Economics professor Robert Baumann of the College of the Holy Cross, who studies the effects of the Olympics on cities, said Los Angeles hotel and airport workers are in a prime position to demand higher wages. With the city hosting an event as important as the Olympics, it currently has a “unique lever,” he said.

“The time has come to raise wages,” he said.

Los Angeles could still see labor market tightness as the 2028 Olympics approach, even with a higher minimum wage in tourism. Indeed, dozens of hotel employee contracts are set to expire in January 2028, about six months before the Games.

As part of their decision Wednesday, council members called for an annual assessment of higher wages in employment, hotel development and other aspects of the tourism industry. They also voted in favor of a report next year on alternative policy strategies for businesses that rent space in hotels, including restaurants, shops and spas.

Council members rejected a measure to reduce the number of hotels covered by the wage hike. And they backed away from efforts to limit the types of hospitality workers affected by wage increases.

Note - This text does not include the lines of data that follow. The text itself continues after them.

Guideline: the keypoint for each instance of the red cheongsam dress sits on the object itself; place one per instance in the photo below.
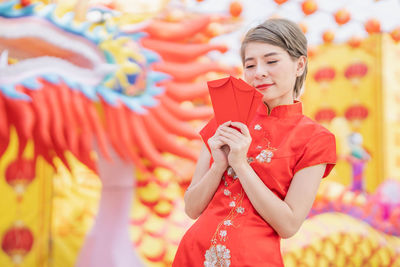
(230, 232)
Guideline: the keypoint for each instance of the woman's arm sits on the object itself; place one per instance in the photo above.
(285, 216)
(203, 186)
(205, 178)
(288, 215)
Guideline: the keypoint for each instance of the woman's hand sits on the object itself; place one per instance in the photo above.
(219, 150)
(238, 142)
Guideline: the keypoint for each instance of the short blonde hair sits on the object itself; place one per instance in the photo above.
(282, 33)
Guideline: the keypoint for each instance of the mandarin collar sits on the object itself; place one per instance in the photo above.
(281, 111)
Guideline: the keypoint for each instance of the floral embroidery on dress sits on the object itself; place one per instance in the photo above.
(257, 127)
(217, 256)
(265, 154)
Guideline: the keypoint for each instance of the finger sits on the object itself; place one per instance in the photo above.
(227, 141)
(227, 123)
(231, 131)
(242, 127)
(231, 136)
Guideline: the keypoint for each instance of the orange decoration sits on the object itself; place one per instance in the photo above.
(356, 113)
(324, 75)
(25, 3)
(354, 41)
(372, 26)
(325, 115)
(328, 36)
(235, 9)
(342, 16)
(17, 242)
(311, 50)
(19, 174)
(309, 7)
(280, 2)
(395, 34)
(355, 72)
(303, 27)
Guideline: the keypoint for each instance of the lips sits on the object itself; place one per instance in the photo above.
(263, 86)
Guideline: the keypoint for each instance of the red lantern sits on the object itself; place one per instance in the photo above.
(311, 50)
(303, 27)
(328, 36)
(280, 2)
(324, 75)
(19, 174)
(325, 115)
(372, 26)
(309, 7)
(17, 242)
(235, 9)
(342, 16)
(355, 72)
(354, 41)
(356, 114)
(395, 34)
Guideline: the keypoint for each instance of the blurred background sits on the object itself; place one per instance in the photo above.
(100, 107)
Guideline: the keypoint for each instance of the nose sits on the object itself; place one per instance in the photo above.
(261, 71)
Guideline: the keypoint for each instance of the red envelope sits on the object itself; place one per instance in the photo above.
(233, 99)
(223, 100)
(247, 99)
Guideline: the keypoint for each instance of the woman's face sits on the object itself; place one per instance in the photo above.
(272, 71)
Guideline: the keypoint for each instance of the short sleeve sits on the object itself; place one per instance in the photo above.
(207, 131)
(319, 150)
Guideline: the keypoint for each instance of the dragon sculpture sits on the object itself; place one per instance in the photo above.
(136, 94)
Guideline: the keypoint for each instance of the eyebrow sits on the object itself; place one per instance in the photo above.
(266, 55)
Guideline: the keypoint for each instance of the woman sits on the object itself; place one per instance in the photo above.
(257, 185)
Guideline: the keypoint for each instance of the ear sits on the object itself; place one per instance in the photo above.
(301, 65)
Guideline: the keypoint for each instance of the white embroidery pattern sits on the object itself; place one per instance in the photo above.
(217, 256)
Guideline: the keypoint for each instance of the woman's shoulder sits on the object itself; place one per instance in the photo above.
(310, 128)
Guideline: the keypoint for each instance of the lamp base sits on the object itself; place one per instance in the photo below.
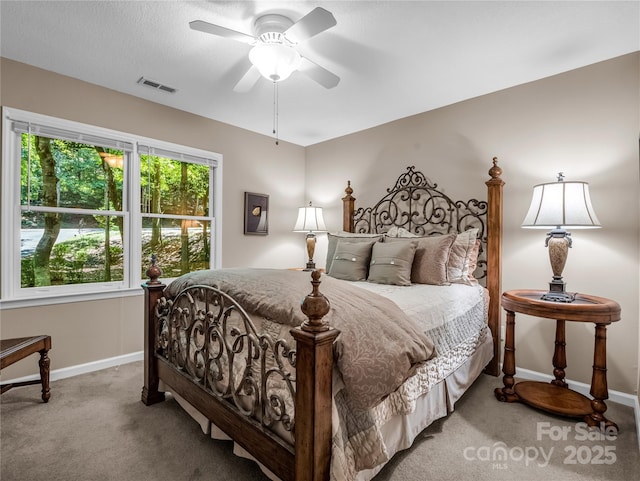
(557, 293)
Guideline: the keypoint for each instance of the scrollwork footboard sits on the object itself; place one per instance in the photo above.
(246, 380)
(208, 336)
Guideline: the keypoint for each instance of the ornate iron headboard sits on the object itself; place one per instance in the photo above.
(415, 204)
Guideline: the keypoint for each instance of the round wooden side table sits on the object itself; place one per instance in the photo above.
(556, 397)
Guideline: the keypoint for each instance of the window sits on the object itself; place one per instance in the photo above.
(84, 208)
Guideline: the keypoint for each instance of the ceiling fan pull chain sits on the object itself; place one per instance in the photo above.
(275, 110)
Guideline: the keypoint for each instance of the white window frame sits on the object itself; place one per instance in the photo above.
(12, 295)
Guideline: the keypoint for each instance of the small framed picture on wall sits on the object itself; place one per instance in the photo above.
(256, 218)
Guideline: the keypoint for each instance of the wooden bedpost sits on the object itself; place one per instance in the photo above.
(152, 292)
(348, 203)
(494, 261)
(314, 366)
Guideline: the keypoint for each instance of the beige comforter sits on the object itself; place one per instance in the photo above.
(378, 347)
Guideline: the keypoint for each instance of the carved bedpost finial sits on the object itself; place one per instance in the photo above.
(496, 171)
(153, 272)
(315, 306)
(348, 190)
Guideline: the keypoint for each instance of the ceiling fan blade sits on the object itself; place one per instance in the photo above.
(316, 21)
(207, 27)
(319, 74)
(248, 80)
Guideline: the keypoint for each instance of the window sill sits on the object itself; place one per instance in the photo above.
(68, 298)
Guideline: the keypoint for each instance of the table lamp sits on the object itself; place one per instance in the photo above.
(310, 220)
(558, 206)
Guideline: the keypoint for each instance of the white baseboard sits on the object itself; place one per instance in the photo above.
(614, 396)
(85, 368)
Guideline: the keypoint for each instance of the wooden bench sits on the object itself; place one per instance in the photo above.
(12, 350)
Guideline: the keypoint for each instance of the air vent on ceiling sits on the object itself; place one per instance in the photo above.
(156, 85)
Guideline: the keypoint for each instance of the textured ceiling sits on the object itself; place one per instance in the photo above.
(395, 58)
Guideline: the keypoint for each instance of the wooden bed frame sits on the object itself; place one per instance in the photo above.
(309, 457)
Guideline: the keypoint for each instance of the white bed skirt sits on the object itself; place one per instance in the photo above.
(400, 431)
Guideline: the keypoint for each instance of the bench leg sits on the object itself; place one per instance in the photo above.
(45, 363)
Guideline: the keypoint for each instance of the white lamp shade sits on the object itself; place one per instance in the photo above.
(561, 204)
(310, 220)
(275, 61)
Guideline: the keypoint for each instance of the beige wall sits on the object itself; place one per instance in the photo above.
(90, 331)
(584, 123)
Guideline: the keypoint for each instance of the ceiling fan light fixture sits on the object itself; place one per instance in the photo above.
(275, 61)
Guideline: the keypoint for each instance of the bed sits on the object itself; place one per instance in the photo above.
(327, 388)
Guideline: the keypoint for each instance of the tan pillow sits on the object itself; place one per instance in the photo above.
(473, 262)
(351, 260)
(391, 263)
(395, 231)
(334, 237)
(460, 257)
(430, 260)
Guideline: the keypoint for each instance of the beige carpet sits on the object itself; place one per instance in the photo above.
(95, 428)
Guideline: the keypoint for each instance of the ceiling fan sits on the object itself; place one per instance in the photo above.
(273, 54)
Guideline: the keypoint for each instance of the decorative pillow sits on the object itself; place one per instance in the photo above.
(395, 231)
(473, 262)
(333, 239)
(351, 259)
(460, 257)
(391, 263)
(430, 260)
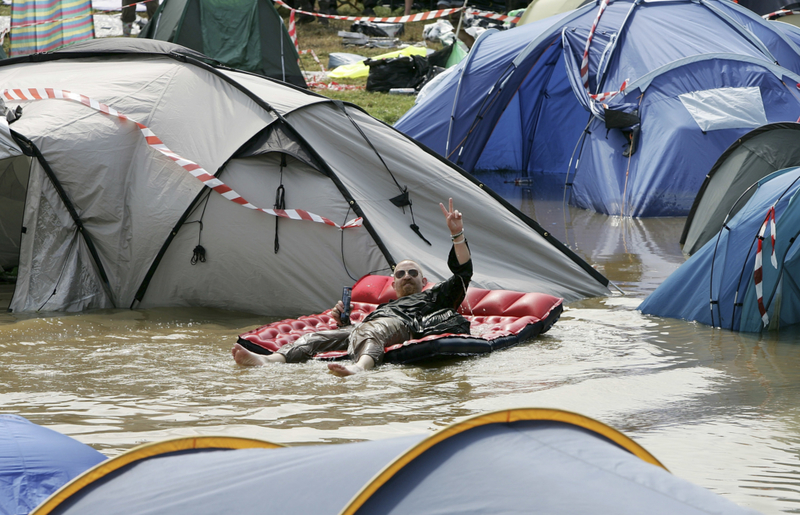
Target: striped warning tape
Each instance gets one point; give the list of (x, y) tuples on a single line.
[(195, 169), (758, 273), (428, 15), (599, 97)]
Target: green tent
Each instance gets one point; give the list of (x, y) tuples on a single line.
[(247, 35)]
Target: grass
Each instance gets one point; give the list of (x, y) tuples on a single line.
[(324, 40)]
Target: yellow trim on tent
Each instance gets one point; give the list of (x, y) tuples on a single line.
[(497, 417), (142, 452)]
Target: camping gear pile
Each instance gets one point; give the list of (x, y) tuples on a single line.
[(153, 178), (498, 319), (621, 106)]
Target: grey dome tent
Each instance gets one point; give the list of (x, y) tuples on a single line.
[(512, 461), (727, 187), (119, 210), (243, 34)]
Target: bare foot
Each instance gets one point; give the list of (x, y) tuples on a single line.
[(343, 371), (246, 358)]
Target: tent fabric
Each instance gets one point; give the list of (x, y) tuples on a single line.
[(540, 9), (514, 461), (246, 35), (727, 186), (142, 216), (518, 101), (44, 25), (716, 285), (36, 461)]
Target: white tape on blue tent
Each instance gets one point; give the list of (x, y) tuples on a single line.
[(643, 82), (726, 108)]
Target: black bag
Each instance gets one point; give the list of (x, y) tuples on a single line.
[(440, 322), (398, 72)]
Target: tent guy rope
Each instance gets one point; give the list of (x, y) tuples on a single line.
[(154, 142)]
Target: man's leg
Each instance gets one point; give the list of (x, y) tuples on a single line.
[(367, 343), (301, 350)]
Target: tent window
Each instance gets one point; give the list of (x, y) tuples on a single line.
[(726, 108)]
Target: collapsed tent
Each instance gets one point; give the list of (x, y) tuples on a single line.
[(748, 276), (727, 187), (511, 461), (247, 35), (139, 192), (36, 461), (694, 77)]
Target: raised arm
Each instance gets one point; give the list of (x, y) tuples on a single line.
[(455, 223)]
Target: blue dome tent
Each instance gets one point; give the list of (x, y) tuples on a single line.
[(694, 75), (35, 462), (511, 461), (719, 284)]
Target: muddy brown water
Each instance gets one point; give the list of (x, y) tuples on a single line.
[(718, 408)]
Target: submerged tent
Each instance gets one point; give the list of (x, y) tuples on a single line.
[(747, 278), (512, 461), (119, 209), (695, 76), (540, 9), (727, 186), (35, 462), (247, 35)]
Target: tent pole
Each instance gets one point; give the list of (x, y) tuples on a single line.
[(460, 19)]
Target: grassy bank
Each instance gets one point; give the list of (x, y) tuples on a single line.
[(323, 40)]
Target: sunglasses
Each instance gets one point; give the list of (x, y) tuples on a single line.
[(399, 274)]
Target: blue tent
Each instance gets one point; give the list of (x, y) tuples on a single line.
[(511, 461), (697, 73), (35, 462), (717, 285)]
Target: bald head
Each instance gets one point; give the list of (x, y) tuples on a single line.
[(408, 278)]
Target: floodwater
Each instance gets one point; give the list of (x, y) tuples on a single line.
[(717, 408)]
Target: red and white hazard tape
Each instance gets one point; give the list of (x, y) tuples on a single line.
[(758, 273), (494, 16), (585, 60), (292, 30), (779, 13), (602, 97), (599, 97), (428, 15), (396, 19), (190, 166)]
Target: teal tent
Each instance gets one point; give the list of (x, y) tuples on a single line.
[(246, 35), (719, 285)]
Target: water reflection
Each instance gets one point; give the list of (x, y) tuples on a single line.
[(717, 408)]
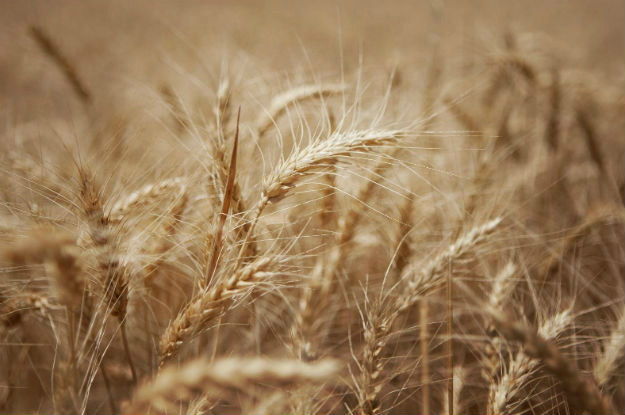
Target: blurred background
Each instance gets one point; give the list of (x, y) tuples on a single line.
[(116, 44)]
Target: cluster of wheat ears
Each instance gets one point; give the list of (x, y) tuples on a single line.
[(367, 243)]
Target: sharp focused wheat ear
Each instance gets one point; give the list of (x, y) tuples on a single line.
[(208, 305), (223, 377), (318, 155)]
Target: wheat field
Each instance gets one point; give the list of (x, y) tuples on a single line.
[(327, 207)]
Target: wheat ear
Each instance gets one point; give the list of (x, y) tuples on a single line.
[(582, 394), (174, 384), (205, 307)]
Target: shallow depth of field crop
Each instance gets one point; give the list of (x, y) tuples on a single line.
[(213, 207)]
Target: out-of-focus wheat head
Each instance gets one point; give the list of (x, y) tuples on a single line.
[(447, 238)]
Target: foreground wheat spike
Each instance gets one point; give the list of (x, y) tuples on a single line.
[(317, 293), (318, 155), (420, 282), (226, 375), (208, 305), (582, 394)]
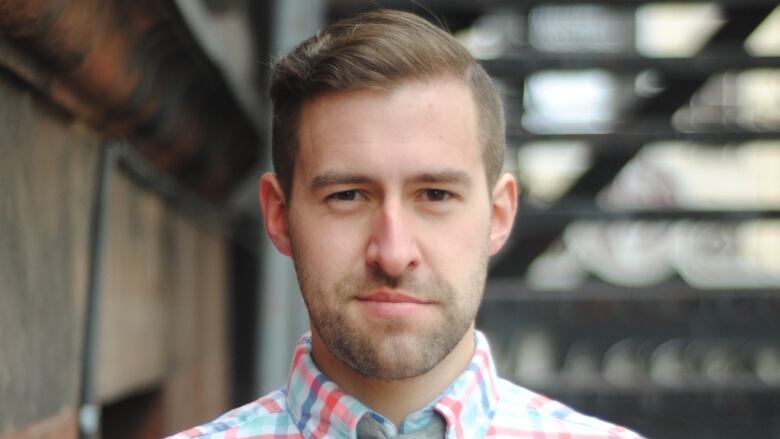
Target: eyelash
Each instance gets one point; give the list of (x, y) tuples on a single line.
[(431, 194)]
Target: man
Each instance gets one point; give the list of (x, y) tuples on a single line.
[(388, 143)]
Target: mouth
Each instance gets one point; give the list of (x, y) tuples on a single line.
[(391, 305), (391, 297)]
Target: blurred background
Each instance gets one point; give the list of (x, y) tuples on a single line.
[(139, 297)]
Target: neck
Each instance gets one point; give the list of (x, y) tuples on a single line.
[(395, 399)]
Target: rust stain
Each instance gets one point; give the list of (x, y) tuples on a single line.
[(131, 70)]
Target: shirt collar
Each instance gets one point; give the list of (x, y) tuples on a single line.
[(318, 406)]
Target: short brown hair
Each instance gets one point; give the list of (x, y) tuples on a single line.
[(377, 49)]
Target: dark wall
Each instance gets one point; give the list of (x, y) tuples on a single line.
[(47, 172)]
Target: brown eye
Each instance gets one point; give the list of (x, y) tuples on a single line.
[(350, 195), (437, 195)]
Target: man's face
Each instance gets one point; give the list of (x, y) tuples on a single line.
[(389, 224)]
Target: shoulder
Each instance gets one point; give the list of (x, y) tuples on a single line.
[(522, 412), (262, 416)]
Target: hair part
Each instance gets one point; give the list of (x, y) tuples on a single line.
[(381, 50)]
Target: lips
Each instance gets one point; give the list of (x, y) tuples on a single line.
[(388, 305), (391, 297)]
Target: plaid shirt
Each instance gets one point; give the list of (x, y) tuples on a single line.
[(478, 404)]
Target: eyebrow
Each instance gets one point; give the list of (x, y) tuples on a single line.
[(336, 178), (439, 177), (446, 176)]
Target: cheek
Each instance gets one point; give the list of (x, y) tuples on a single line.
[(325, 248), (457, 248)]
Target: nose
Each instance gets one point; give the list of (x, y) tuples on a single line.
[(392, 246)]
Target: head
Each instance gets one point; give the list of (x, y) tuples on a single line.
[(377, 50), (388, 145)]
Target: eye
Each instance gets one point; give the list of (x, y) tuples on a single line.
[(436, 195), (349, 195)]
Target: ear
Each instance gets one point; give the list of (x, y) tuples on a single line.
[(503, 208), (272, 203)]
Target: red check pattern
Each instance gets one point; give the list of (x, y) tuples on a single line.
[(478, 404)]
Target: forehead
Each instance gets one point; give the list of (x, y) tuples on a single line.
[(415, 124)]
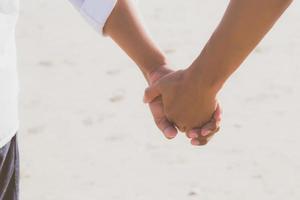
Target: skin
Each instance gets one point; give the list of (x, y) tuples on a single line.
[(189, 92), (125, 28)]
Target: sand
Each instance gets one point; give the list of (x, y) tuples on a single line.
[(85, 133)]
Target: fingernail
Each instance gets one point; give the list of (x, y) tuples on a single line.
[(170, 132), (145, 100), (205, 133), (195, 142), (193, 135)]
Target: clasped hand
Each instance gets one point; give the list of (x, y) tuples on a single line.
[(177, 102)]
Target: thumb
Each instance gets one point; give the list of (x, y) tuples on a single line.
[(151, 93), (218, 113)]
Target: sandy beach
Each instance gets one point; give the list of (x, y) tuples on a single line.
[(86, 134)]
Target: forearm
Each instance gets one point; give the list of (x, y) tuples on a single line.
[(126, 29), (243, 26)]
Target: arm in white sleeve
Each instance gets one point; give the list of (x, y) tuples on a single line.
[(96, 12)]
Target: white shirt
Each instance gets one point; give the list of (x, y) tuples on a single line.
[(95, 12)]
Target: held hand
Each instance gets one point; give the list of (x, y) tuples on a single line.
[(172, 97)]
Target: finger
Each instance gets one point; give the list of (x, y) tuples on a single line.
[(166, 127), (151, 93), (196, 142), (218, 113), (211, 127)]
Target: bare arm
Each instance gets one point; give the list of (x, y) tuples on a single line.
[(125, 28), (243, 26)]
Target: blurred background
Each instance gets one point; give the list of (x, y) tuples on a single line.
[(85, 133)]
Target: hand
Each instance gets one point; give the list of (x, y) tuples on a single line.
[(200, 136)]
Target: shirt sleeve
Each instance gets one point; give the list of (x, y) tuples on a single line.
[(95, 12)]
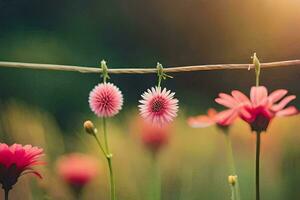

Councilwoman Imelda Padilla, who represents part of the San Fernando Valley, voted in favor of the proposal. Still, she said she was disappointed that her colleagues weren’t interested in addressing some of the concerns about higher wages.

“I voted yes because for me it’s about workers, and for me it’s always been about workers,” she said. “But I always wanted to be able to say with pride that we made compromises and we paid attention to all stakeholders. Because we really didn’t.